Do Pokémon Cards Beat Video Games for Supply Scarcity?

Do Pokémon Cards Beat Video Games for Supply Scarcity?

If you collect Pokémon cards or video games, you know scarcity drives up prices. Rare items get hunted by fans, and the less supply there is, the more value they hold. But do Pokémon cards create tighter supply limits than video games? Let’s break it down simply.

Start with video games. Most big titles like Pokémon Scarlet or Violet get printed or manufactured in huge numbers. Companies make millions of copies to sell worldwide. Even limited editions often produce tens of thousands. Stores restock them regularly, and digital versions have endless supply. Once a game is out, you can usually find it cheap or download it forever. Supply stays high because demand spreads over years, and reprints keep coming.

Pokémon cards work differently. Each set has a fixed print run set by The Pokémon Company. They decide how many booster packs, tins, or elite trainer boxes to make before stopping production. No reprints for most sets once they end. Older sets like the original Base Set from 1999 have tiny supplies left after decades of collecting and wear. A first-edition holographic Charizard from that set is super rare because so few survived in good shape.[1] Newer chase cards, the hyped ones everyone wants, follow the same rule: limited packs mean few pull those ultra-rares.

Rarity symbols on cards show this built-in scarcity. Common cards fill packs, but ultra-rares or secret rares appear once every few boxes. Demand spikes from nostalgia, influencers, or gameplay power, but supply stays locked. In 2025, top cards hit record prices because no new prints chase the hype.[2] Walmart restocks current products, but once a set retires, those cards vanish from shelves fast.[1]

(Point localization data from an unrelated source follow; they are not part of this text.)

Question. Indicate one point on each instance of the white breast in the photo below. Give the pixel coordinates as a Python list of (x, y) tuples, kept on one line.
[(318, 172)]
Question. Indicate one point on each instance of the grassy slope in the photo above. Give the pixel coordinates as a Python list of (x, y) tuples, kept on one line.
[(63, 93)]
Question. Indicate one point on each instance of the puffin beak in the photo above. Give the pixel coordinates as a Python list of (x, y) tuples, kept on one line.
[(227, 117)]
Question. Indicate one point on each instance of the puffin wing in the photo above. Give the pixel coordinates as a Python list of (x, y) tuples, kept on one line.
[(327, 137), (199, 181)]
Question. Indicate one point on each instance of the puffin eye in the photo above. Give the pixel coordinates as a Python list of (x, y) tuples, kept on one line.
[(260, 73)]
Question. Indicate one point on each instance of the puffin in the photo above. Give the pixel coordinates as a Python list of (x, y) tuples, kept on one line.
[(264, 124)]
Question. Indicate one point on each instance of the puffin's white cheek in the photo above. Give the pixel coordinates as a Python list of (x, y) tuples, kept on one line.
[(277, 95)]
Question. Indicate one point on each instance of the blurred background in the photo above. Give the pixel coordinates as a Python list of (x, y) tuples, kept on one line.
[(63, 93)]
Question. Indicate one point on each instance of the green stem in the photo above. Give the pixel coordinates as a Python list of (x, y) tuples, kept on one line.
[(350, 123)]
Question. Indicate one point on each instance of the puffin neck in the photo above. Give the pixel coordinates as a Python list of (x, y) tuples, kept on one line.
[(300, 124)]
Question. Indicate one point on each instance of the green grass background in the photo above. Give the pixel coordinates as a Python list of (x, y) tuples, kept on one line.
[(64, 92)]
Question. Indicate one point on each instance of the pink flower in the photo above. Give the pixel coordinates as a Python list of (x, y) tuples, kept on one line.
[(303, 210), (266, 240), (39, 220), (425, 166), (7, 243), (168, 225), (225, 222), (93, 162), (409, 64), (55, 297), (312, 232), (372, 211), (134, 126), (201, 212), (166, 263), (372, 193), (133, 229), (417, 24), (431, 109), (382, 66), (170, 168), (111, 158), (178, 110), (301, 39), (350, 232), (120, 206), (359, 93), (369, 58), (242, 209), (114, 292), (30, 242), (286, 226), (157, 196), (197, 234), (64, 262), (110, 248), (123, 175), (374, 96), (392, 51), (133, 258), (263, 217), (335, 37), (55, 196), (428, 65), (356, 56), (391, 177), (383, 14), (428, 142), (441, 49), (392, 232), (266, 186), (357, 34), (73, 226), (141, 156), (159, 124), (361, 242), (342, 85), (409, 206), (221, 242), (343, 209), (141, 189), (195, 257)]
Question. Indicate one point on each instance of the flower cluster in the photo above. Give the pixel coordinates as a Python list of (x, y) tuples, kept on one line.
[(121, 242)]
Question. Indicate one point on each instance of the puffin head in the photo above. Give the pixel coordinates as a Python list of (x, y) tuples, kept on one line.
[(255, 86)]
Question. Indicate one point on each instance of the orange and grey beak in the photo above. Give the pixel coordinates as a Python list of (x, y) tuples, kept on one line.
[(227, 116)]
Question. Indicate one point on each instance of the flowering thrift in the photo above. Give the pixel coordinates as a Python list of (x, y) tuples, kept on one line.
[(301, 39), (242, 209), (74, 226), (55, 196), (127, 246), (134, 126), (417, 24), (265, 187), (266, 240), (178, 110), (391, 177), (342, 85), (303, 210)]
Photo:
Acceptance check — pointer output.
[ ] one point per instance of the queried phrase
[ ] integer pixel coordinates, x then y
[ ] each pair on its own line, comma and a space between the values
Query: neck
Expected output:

Compare the two. Video games flood the market to reach every player. Pokémon cards ration supply to build excitement and value. A game might drop to ten bucks after launch. That same rarity in cards? It climbs into hundreds or thousands. Cards win on scarcity because production stops cold, while games keep flowing.

Collectors chase cards for this edge. Track sets ending soon, grab sealed product early, and watch prices soar as supply dries up. Video games rarely pull that trick.